Even if the family code passes, it will be somewhat of a victory for Muslim organizations and leaders who were able to get their concerns incorporated into the legislation, proving their political clout.
In the summer of 2009, the parliament of Mali passed a revision of the family code. Powerful Muslim leaders and organizations were angered by sections of the new code which would have established 18 years as the minimum age for marriage, made secular authorities the only persons capable of performing legal marriages, and expanded women’s property and inheritance rights. Mass protests, including a rally in Bamako that reportedly attracted as many as 50,000 people, soon convinced President Amadou Toumani Toure to shelve the law. Debate flared up again over the code in the spring of 2010, including among Muslim leaders.

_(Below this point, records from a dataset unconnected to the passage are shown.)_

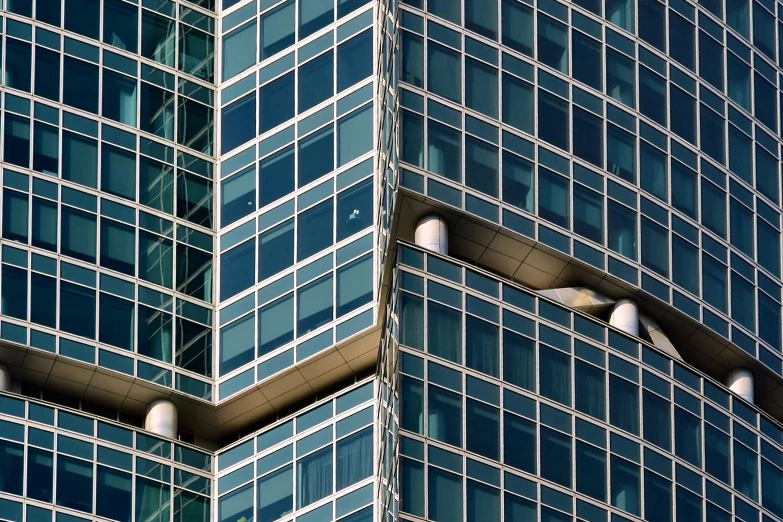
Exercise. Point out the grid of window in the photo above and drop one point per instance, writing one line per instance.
(573, 78)
(71, 465)
(513, 380)
(317, 466)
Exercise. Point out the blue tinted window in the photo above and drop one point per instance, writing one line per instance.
(275, 324)
(316, 81)
(239, 123)
(276, 102)
(276, 176)
(316, 155)
(276, 250)
(237, 269)
(354, 60)
(278, 29)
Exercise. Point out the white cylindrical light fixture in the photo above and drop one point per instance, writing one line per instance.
(432, 233)
(740, 381)
(161, 418)
(625, 316)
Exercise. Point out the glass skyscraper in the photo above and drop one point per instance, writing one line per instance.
(391, 261)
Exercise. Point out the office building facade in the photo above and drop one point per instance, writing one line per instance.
(353, 261)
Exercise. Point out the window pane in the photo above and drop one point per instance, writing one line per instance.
(77, 310)
(276, 250)
(117, 325)
(153, 501)
(276, 176)
(624, 404)
(314, 477)
(74, 483)
(444, 422)
(482, 429)
(657, 420)
(315, 303)
(444, 151)
(556, 457)
(354, 60)
(590, 471)
(445, 496)
(40, 475)
(354, 285)
(555, 375)
(444, 72)
(354, 458)
(276, 102)
(80, 159)
(275, 324)
(626, 486)
(316, 81)
(238, 269)
(316, 156)
(113, 494)
(276, 494)
(315, 229)
(80, 84)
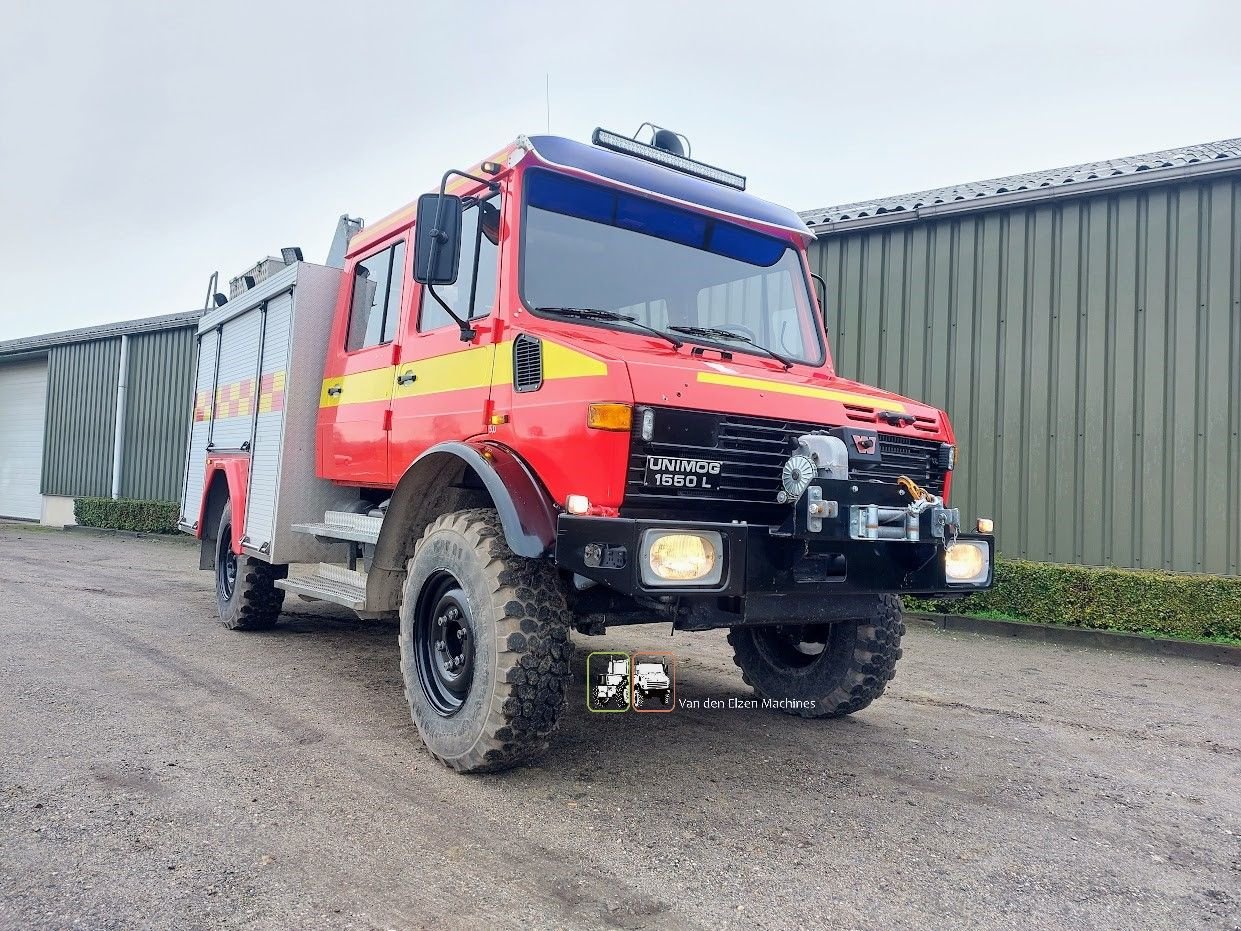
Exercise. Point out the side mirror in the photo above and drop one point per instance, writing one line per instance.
(820, 286)
(437, 241)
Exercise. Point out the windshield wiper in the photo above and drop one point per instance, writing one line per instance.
(588, 313)
(712, 333)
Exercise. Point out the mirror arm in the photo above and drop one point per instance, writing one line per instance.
(823, 301)
(468, 333)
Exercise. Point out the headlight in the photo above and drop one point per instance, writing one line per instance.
(673, 556)
(967, 562)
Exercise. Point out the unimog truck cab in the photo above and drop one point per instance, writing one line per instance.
(578, 386)
(652, 685)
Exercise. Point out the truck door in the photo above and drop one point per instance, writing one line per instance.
(443, 386)
(356, 399)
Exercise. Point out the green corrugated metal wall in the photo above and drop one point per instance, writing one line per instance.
(82, 412)
(158, 413)
(1088, 354)
(81, 416)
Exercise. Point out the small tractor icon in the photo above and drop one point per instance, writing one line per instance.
(612, 685)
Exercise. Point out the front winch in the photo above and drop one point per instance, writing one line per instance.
(828, 505)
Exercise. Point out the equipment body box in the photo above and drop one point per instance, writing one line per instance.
(256, 394)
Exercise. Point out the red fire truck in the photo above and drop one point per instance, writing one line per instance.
(580, 385)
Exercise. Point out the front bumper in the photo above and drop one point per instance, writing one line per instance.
(803, 559)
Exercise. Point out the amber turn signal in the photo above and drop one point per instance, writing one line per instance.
(609, 416)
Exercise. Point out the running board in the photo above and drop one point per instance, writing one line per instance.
(343, 525)
(327, 582)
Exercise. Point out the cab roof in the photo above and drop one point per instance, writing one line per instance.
(649, 176)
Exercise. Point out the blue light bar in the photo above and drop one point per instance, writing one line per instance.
(678, 163)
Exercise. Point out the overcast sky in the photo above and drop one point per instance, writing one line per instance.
(145, 144)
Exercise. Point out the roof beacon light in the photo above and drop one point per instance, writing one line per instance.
(665, 157)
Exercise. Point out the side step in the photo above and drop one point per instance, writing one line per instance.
(343, 525)
(327, 582)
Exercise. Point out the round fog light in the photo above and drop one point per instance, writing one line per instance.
(681, 557)
(966, 562)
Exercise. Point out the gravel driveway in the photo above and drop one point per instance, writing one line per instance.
(159, 771)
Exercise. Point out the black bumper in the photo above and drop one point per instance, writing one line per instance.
(768, 574)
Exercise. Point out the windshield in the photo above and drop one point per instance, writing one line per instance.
(592, 247)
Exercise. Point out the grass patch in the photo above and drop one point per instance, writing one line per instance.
(127, 514)
(1155, 603)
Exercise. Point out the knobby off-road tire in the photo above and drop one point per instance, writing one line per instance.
(484, 644)
(840, 668)
(246, 592)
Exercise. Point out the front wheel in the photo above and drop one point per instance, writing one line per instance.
(822, 670)
(484, 644)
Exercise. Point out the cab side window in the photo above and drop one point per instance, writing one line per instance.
(477, 279)
(375, 309)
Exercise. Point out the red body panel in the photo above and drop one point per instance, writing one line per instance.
(235, 468)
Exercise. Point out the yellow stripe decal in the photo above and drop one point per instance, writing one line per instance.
(453, 371)
(784, 387)
(465, 369)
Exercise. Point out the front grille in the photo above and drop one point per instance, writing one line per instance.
(751, 452)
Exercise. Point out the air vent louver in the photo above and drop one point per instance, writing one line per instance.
(526, 363)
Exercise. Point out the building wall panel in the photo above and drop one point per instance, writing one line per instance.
(158, 410)
(1088, 353)
(81, 418)
(82, 415)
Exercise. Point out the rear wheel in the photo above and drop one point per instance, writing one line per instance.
(822, 670)
(246, 592)
(484, 644)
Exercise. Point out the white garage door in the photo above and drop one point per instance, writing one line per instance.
(22, 406)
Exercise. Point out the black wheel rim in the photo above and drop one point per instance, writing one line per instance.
(444, 644)
(794, 646)
(226, 565)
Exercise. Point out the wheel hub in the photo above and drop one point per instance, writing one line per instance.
(444, 644)
(226, 566)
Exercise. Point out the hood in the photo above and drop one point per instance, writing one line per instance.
(755, 386)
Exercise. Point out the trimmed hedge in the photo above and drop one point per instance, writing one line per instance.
(127, 514)
(1134, 600)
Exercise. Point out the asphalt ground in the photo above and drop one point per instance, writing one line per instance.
(158, 771)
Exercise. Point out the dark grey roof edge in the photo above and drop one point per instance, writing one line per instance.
(123, 328)
(1091, 178)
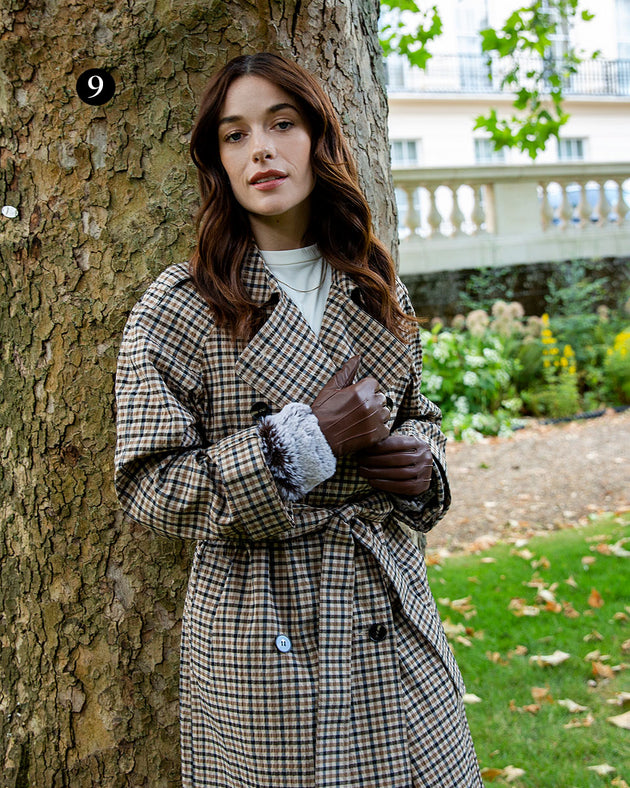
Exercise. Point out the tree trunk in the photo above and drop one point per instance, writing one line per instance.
(105, 198)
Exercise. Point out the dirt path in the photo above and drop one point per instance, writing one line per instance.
(540, 478)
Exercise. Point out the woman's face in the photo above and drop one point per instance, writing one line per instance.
(265, 148)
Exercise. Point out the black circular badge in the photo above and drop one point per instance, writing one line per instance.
(96, 86)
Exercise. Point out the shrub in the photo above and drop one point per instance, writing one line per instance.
(617, 369)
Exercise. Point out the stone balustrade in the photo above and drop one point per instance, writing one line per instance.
(475, 217)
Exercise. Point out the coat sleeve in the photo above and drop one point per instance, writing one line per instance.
(166, 475)
(421, 418)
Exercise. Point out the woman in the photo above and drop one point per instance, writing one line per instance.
(269, 407)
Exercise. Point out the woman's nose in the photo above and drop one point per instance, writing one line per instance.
(262, 149)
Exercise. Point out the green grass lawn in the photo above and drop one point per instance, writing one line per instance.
(568, 592)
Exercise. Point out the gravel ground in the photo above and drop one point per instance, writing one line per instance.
(537, 480)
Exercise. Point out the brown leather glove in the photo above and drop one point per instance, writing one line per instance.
(400, 464)
(352, 416)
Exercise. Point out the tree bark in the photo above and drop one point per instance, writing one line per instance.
(89, 631)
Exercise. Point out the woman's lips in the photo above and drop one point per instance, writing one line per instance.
(271, 179)
(267, 185)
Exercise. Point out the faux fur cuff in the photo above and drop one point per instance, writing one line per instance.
(296, 451)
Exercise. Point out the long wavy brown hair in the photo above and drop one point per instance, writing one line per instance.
(340, 221)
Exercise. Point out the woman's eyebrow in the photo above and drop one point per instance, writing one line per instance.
(270, 111)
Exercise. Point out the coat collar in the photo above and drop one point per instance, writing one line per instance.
(285, 362)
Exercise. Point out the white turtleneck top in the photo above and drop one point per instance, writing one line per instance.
(298, 270)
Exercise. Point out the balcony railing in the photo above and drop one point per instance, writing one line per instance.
(474, 217)
(471, 74)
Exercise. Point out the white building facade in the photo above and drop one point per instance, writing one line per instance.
(455, 191)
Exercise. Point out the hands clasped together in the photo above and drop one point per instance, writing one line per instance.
(353, 418)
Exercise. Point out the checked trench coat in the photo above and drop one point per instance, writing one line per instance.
(312, 652)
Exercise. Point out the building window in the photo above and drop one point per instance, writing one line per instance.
(561, 40)
(405, 153)
(485, 152)
(623, 29)
(571, 149)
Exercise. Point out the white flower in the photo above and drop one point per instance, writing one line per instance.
(503, 377)
(471, 436)
(462, 406)
(479, 421)
(491, 354)
(440, 353)
(433, 383)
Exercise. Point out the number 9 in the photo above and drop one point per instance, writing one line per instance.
(99, 82)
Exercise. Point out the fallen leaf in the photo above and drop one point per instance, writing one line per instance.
(520, 607)
(557, 658)
(621, 699)
(545, 595)
(602, 769)
(452, 630)
(541, 694)
(572, 706)
(583, 722)
(603, 671)
(525, 554)
(621, 720)
(597, 655)
(491, 774)
(511, 773)
(619, 550)
(569, 611)
(603, 548)
(496, 658)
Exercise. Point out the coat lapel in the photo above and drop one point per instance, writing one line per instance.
(285, 362)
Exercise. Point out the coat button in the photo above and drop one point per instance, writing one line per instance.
(259, 410)
(283, 644)
(377, 632)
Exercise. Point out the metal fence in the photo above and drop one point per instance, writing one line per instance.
(475, 74)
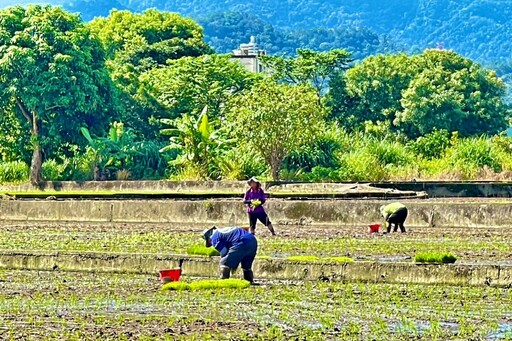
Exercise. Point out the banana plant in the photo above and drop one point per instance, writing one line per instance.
(196, 138)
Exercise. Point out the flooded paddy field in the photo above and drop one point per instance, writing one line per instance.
(468, 244)
(77, 306)
(49, 305)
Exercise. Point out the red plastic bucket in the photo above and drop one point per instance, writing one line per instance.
(170, 275)
(374, 228)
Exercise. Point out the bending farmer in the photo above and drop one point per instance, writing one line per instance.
(254, 199)
(394, 213)
(236, 246)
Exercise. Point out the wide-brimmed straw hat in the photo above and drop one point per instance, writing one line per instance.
(253, 179)
(207, 234)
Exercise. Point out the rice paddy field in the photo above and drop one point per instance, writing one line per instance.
(50, 305)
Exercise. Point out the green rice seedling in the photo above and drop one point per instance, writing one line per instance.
(208, 285)
(231, 283)
(338, 259)
(306, 259)
(434, 257)
(202, 250)
(177, 286)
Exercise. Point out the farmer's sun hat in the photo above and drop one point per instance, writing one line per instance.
(207, 234)
(253, 179)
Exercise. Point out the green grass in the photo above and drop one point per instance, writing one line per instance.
(316, 259)
(208, 284)
(432, 257)
(202, 251)
(133, 304)
(338, 259)
(305, 259)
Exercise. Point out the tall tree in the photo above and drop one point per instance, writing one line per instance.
(371, 91)
(150, 39)
(52, 69)
(190, 83)
(453, 93)
(415, 94)
(275, 119)
(309, 67)
(140, 42)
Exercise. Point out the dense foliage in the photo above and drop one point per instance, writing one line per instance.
(143, 96)
(478, 29)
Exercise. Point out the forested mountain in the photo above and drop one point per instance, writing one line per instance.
(479, 29)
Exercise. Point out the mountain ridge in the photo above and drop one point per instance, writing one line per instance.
(478, 29)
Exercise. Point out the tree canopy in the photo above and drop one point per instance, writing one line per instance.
(415, 94)
(52, 71)
(275, 119)
(149, 39)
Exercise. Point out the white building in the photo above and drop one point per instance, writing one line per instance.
(248, 55)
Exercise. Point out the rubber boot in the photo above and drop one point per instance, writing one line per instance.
(249, 276)
(388, 228)
(225, 272)
(271, 229)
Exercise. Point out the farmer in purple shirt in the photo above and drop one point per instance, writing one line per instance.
(236, 246)
(254, 199)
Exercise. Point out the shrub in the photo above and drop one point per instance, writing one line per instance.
(475, 153)
(240, 163)
(432, 145)
(202, 250)
(123, 174)
(315, 259)
(307, 259)
(53, 170)
(361, 165)
(320, 153)
(208, 284)
(439, 258)
(390, 152)
(338, 259)
(14, 171)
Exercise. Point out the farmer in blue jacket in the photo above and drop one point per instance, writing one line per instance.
(394, 213)
(236, 246)
(254, 199)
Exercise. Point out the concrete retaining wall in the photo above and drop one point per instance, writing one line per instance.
(435, 189)
(423, 213)
(452, 274)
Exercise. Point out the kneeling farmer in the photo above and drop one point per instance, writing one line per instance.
(236, 246)
(394, 213)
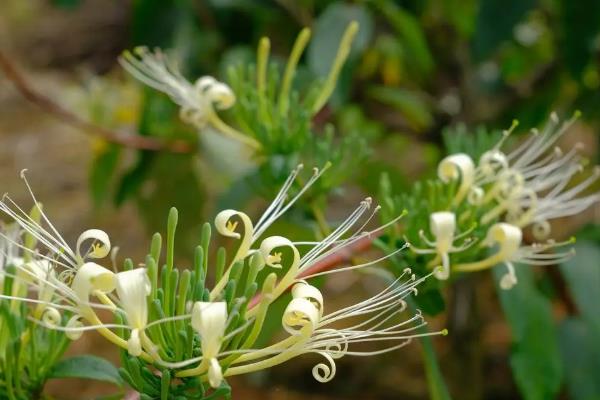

In October 2010, the code was once more ready to go before parliament. A group in the National Assembly, in consultation with the High Islamic Council of Mali (one of the groups that had objected previously), made modifications which the Council accepted, but which civil society groups denounced. No code, apparently, will achieve consensus in Malian society.
Fast forward to summer 2011, and the code may be moving toward passage. One Malian paper (Fr) says that on June 23, the National Assembly delayed consideration of the code until the next session. Lawmakers feared that going ahead with a version that is still deeply contested would provoke a backlash.